US: Economy looks healthy… and resilient – UOB


Senior Economist at UOB Group Alvin Liew reviews the latest advanced GDP figures in the US economy for the April-June period.

Key Takeaways

The advance estimate of the 2Q 2023 GDP surprised on the upside with a 2.4% q/q SAAR expansion thanks to resilient consumption and a strong boost of business spending (vs Bloomberg est 1.8% q/q SAAR and UOB est 1.6%, but was exactly in line with Atlanta Fed’s GDPNow estimate), accelerating from 2.0% in 1Q. Compared to one year ago, the US GDP grew by 2.6% y/y in 2Q, from 1.8% in 1Q. 

The flipside of the still hot US economy is that it should keep the Fed thinking about further tightening to keep inflation at bay. That said, according to trading in futures data compiled by Bloomberg (WIRP) (as of 28 Jul), the probability of a 25-bps rate hike in Sep FOMC stayed at a low 20% (unchanged from 27 Jul, and a tad lower from 21.5% on 26 Jul before the GDP release). 

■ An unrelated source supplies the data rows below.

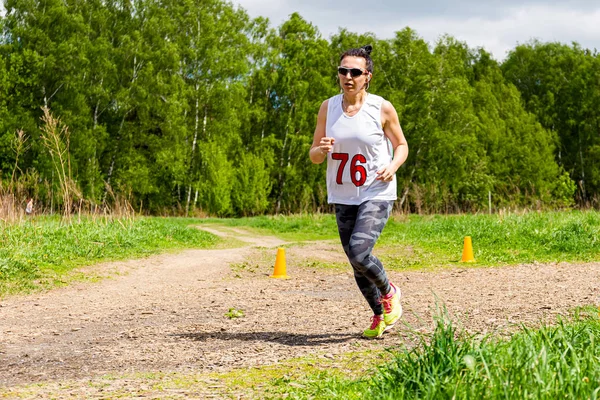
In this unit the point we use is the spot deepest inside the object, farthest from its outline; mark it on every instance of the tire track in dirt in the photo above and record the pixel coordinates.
(167, 313)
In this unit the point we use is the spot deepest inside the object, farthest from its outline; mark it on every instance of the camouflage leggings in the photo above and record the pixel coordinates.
(359, 228)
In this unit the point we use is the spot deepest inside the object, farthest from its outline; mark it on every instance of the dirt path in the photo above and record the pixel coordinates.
(168, 313)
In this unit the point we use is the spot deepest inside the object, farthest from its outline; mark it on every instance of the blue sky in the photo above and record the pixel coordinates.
(497, 26)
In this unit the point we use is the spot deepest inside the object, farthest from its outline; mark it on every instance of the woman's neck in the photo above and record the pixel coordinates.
(354, 99)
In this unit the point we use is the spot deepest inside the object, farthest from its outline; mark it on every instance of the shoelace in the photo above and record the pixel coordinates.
(387, 304)
(375, 320)
(386, 301)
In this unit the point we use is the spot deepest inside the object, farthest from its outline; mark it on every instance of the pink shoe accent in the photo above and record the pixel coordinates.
(375, 320)
(386, 300)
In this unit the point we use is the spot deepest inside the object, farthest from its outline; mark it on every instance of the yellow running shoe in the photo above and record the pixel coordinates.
(376, 329)
(392, 310)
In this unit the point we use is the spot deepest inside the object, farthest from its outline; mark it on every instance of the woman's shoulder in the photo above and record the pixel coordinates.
(375, 99)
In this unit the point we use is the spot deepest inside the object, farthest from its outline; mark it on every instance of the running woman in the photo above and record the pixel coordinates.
(359, 135)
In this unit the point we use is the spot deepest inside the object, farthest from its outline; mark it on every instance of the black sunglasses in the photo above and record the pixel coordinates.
(354, 72)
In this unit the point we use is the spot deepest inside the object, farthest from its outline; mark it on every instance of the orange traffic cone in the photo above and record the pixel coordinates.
(468, 250)
(279, 271)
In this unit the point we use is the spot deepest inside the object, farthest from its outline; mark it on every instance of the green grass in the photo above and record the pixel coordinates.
(434, 241)
(509, 239)
(289, 227)
(40, 254)
(561, 361)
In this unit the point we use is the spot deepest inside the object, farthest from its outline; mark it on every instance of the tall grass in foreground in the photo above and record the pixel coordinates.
(551, 362)
(38, 253)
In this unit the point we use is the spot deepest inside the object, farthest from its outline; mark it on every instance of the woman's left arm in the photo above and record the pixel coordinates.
(393, 131)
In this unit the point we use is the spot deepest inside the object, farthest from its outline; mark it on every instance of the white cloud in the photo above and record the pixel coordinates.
(496, 26)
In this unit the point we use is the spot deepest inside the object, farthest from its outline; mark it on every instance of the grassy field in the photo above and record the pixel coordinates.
(434, 241)
(552, 362)
(41, 254)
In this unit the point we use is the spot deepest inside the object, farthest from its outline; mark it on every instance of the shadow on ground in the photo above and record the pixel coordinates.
(285, 338)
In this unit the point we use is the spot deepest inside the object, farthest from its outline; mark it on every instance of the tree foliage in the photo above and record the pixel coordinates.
(190, 107)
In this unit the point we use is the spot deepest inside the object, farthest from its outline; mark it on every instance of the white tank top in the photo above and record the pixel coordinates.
(359, 151)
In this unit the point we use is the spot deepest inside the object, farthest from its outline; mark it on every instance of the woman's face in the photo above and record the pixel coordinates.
(349, 66)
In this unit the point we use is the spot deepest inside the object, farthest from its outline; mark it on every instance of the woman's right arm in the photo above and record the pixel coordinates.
(321, 143)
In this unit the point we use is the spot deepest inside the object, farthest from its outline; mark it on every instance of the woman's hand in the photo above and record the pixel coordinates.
(386, 174)
(326, 144)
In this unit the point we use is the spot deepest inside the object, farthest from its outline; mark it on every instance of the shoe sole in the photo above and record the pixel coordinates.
(373, 337)
(389, 327)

US GDP Outlook – US 1H GDP expansion has exceeded our projections, and as we alluded to our previous reports, while we continue to factor in a downward shift in US growth trajectory, we are no longer factoring an outright US GDP contraction and instead we are projecting a US growth slowdown in 2H 2023 (amounting to a soft landing). We still expect the lagged effects of US monetary policy tightening and tighter financial/credit conditions to slow the US economy but we are shifting our 2023 US GDP growth forecast higher to 1.2% (from 0.8% previously) to account for the stronger 1H growth outturn and shallower 2H trajectory, which is a reflection of our overestimation of the monetary policy’s drag on near-term growth and underestimation of the resilience of the US labour market. That said, we are lowering our 2024 GDP growth forecast further to 1.0% (from 1.2% previously) to account for the lagged effect of US monetary policy.